What makes the search result relevant is that the tool leverages 10,000 attributes and values, and breaks down an image into its minute style details for accurate meta-tagging.
Furthermore, as part of its future journey, the company is also working on ways to improve the offerings to the customers. The company recently rolled out a new feature to Syte’s Visual AI platform called the ‘Discovery Icon’, creating a Pinterest style navigation that makes any image on a website automatically shoppable. Syte’s AI algorithms analyse the image, identify all products, and within seconds show similar results. Shoppers then find the items that match exactly what they are looking for. For retailers, it is proven to improve Customer Retention and Engagement with a conversion uplift of around 52 per cent. In addition, by allowing customers to view similar items and ‘shop the look’, retailers can personalise the experience and monitor for out of stock items to significantly reduce bounce rates.
The company is also working with the ‘Next Generation Textual Search Feature’ that introduces an improved textual search experience on e-commerce websites. Textual Search leverages Syte’s Deep Tagging, AI search technology, and bespoke lexicon of 10,000+ fashion and design attributes. It uses consistent and in-season tags to automatically process images and enable shoppers to seamlessly refine their search.

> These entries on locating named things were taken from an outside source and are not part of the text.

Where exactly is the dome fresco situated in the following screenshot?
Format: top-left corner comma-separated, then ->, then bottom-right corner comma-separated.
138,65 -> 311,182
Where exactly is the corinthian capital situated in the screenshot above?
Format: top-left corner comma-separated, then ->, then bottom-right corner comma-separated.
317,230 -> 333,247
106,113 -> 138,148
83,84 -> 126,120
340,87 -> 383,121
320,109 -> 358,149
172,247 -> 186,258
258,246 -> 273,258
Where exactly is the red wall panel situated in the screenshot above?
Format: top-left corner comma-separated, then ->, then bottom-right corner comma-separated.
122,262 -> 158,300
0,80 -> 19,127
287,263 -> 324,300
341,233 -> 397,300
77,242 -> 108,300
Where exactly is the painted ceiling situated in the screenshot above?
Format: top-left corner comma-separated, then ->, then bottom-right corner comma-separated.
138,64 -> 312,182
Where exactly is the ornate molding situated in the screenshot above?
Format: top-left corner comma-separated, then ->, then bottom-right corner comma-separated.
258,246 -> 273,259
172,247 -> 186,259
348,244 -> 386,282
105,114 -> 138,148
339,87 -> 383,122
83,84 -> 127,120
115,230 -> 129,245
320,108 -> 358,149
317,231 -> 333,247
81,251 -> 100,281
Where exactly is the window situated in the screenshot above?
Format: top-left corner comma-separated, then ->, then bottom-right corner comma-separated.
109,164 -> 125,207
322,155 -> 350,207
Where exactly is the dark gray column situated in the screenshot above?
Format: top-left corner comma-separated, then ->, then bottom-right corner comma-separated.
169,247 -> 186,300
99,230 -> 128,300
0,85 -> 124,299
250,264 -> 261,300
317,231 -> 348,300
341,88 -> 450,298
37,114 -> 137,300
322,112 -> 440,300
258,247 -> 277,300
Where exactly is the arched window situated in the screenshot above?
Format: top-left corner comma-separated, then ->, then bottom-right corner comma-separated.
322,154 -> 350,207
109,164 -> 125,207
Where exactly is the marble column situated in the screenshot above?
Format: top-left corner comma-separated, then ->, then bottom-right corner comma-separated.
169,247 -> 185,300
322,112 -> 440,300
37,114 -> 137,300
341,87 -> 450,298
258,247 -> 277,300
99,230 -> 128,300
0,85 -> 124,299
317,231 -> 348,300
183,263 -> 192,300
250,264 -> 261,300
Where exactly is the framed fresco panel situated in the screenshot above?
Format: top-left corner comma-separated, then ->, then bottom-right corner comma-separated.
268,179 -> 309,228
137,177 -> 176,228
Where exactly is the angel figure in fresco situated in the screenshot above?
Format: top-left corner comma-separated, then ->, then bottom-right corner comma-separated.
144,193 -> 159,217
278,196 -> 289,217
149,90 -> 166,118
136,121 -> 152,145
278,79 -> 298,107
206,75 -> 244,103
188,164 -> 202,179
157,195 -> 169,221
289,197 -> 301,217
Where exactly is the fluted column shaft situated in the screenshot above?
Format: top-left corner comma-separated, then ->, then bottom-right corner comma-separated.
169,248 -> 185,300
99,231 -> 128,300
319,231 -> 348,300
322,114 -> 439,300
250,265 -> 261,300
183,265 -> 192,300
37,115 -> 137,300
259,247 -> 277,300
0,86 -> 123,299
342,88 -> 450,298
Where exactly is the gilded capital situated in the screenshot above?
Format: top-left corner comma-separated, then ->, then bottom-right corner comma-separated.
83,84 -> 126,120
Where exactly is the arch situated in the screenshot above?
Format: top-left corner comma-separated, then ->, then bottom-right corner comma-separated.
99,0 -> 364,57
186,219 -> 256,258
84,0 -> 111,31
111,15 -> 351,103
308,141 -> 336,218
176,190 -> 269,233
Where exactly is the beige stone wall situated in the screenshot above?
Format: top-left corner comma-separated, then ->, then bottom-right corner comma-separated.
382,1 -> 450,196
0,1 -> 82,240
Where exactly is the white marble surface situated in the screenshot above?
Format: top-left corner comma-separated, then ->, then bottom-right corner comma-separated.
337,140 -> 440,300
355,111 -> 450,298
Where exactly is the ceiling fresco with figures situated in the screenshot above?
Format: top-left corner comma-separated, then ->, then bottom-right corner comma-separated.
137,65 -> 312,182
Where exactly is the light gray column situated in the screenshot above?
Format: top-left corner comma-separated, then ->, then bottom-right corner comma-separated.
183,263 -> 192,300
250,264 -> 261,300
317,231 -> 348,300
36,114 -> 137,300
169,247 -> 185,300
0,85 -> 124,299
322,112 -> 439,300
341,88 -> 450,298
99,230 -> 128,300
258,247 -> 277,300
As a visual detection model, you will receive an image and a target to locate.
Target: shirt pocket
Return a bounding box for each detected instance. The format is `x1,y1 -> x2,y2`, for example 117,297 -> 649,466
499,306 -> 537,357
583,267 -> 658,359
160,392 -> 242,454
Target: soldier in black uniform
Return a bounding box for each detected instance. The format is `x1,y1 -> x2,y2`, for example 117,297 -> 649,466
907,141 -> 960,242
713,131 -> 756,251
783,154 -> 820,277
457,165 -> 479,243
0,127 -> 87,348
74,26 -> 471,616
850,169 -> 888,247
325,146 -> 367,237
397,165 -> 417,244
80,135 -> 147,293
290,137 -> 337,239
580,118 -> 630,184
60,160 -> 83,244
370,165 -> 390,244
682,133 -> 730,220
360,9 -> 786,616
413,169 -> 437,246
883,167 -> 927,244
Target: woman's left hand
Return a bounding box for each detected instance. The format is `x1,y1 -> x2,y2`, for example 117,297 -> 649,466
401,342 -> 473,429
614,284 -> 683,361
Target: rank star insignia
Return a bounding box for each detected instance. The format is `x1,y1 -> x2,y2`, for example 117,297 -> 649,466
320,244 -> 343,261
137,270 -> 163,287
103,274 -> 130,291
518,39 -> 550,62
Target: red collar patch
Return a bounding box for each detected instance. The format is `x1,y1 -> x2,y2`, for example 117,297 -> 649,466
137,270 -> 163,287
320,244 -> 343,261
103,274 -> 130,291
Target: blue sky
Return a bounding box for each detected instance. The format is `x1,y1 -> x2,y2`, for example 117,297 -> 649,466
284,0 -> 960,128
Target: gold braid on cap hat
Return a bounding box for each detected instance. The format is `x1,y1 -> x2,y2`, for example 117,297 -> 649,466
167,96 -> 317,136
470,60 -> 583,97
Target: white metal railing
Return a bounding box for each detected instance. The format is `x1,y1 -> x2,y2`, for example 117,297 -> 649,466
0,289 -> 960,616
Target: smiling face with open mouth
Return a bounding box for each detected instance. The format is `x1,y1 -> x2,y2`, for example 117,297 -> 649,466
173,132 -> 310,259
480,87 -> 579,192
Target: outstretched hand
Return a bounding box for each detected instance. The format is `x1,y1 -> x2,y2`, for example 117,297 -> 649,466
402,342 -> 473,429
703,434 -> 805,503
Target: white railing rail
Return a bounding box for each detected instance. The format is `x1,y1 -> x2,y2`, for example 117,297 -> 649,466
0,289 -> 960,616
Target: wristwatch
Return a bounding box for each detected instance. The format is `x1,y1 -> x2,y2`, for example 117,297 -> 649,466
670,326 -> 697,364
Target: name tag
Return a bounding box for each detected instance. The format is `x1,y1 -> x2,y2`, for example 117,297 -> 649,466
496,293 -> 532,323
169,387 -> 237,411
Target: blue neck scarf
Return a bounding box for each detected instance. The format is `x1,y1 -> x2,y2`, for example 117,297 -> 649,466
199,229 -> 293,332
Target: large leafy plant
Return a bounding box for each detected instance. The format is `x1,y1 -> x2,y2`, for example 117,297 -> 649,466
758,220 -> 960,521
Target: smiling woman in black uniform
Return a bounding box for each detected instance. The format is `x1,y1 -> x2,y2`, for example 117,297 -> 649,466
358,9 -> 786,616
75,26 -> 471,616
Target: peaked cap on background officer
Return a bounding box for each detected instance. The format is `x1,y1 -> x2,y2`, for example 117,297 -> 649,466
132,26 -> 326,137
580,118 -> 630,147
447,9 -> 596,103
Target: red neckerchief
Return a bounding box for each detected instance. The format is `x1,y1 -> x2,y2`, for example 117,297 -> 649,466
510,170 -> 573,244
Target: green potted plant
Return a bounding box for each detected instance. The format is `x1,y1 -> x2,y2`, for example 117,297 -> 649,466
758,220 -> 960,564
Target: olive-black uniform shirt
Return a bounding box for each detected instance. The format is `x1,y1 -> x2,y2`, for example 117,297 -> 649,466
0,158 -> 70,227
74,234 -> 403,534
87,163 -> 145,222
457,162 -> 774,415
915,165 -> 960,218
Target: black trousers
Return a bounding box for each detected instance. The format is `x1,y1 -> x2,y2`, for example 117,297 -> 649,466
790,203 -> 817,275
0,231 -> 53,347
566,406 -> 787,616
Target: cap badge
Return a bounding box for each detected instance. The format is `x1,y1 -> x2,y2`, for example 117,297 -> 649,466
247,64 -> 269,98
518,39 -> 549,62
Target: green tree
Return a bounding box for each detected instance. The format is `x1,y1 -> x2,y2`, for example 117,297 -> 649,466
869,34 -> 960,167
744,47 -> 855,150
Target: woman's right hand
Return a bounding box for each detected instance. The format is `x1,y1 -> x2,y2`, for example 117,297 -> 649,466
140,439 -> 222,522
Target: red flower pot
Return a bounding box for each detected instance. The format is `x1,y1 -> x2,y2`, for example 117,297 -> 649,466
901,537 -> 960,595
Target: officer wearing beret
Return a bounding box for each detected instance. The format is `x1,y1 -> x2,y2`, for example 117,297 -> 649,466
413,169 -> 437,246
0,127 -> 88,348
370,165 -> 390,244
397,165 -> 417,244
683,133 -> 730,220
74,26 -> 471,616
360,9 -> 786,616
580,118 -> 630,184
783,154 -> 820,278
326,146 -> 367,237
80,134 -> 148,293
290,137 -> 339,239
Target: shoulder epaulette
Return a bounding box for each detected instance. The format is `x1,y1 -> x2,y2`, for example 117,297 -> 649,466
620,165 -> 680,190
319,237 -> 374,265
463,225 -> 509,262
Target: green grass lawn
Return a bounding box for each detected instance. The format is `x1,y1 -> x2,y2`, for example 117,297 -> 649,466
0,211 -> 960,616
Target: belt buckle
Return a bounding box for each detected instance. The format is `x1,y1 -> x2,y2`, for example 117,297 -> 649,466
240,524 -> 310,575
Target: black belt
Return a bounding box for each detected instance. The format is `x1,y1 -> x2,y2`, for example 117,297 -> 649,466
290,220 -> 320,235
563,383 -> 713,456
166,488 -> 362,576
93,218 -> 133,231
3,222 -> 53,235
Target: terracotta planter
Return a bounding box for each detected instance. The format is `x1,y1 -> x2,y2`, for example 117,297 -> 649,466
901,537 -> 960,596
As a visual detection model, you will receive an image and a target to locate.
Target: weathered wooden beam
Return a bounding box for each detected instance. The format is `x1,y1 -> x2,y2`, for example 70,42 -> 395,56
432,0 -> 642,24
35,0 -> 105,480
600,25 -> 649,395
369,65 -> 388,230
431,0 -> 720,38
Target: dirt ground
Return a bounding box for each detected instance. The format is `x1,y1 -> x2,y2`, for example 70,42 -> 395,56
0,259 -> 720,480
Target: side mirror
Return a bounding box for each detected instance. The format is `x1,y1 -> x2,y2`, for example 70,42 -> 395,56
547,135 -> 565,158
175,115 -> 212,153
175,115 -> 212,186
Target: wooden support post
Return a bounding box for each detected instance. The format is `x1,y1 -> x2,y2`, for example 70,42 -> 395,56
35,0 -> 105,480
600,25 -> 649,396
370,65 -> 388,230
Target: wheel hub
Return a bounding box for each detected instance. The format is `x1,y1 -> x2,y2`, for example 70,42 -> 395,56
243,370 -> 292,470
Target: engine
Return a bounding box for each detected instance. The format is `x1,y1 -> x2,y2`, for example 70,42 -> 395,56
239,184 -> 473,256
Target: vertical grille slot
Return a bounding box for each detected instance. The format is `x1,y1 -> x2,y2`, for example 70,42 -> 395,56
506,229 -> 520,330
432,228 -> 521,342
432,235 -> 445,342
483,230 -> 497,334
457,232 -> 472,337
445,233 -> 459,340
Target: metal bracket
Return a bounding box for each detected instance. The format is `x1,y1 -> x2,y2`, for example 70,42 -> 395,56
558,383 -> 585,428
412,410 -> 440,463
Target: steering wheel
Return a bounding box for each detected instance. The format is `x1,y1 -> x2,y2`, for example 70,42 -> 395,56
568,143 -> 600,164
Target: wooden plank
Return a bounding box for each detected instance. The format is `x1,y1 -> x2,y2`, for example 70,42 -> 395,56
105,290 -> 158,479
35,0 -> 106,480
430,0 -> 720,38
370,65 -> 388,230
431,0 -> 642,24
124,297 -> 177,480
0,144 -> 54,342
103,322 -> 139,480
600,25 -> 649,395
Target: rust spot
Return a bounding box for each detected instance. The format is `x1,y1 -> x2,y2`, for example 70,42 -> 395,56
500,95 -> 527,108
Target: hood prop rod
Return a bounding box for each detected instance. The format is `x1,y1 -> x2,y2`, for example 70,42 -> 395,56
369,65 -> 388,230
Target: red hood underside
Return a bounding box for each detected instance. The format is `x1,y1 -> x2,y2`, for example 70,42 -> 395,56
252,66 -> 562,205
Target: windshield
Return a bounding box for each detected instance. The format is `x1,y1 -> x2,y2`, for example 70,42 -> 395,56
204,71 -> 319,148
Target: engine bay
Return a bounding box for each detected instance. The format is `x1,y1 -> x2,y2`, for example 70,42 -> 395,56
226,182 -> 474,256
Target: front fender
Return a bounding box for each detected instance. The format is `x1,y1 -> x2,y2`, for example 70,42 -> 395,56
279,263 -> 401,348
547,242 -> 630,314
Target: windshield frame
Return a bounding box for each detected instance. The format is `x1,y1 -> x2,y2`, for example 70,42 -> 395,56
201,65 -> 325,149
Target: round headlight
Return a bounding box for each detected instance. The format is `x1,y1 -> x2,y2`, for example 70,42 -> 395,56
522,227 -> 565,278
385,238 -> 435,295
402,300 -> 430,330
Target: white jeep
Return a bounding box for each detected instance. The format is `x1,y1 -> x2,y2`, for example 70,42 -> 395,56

Syte includes leading retailers in its customer portfolio such as Boohoo, PrettyLittleThing, Farfetch, and Venca. Boohoo experienced an increase of 85 per cent in its conversion rate for customers who used visual search. The retailer also saw a 125 per cent increase in its page visits per session for camera search as mentioned on its website.
“Consumers today are demanding more out of the customer experience. Identifying their ever-evolving needs and offering proactive solutions – at a faster pace – is the new norm. With AI, retailers have exciting, engaging new ways to win and retain consumers.” highlighted Lihi.
“As the technology matures, AI will help retailers deliver an even better and more seamless omnichannel experience with IoT; enhance search with visual, conversational, and guided product discovery; and offer adaptive, device-responsive, and dynamic outreach. Combining AI with a customer-centric strategy is a strong foundation as the retail revolution advances,” concluded Lihi.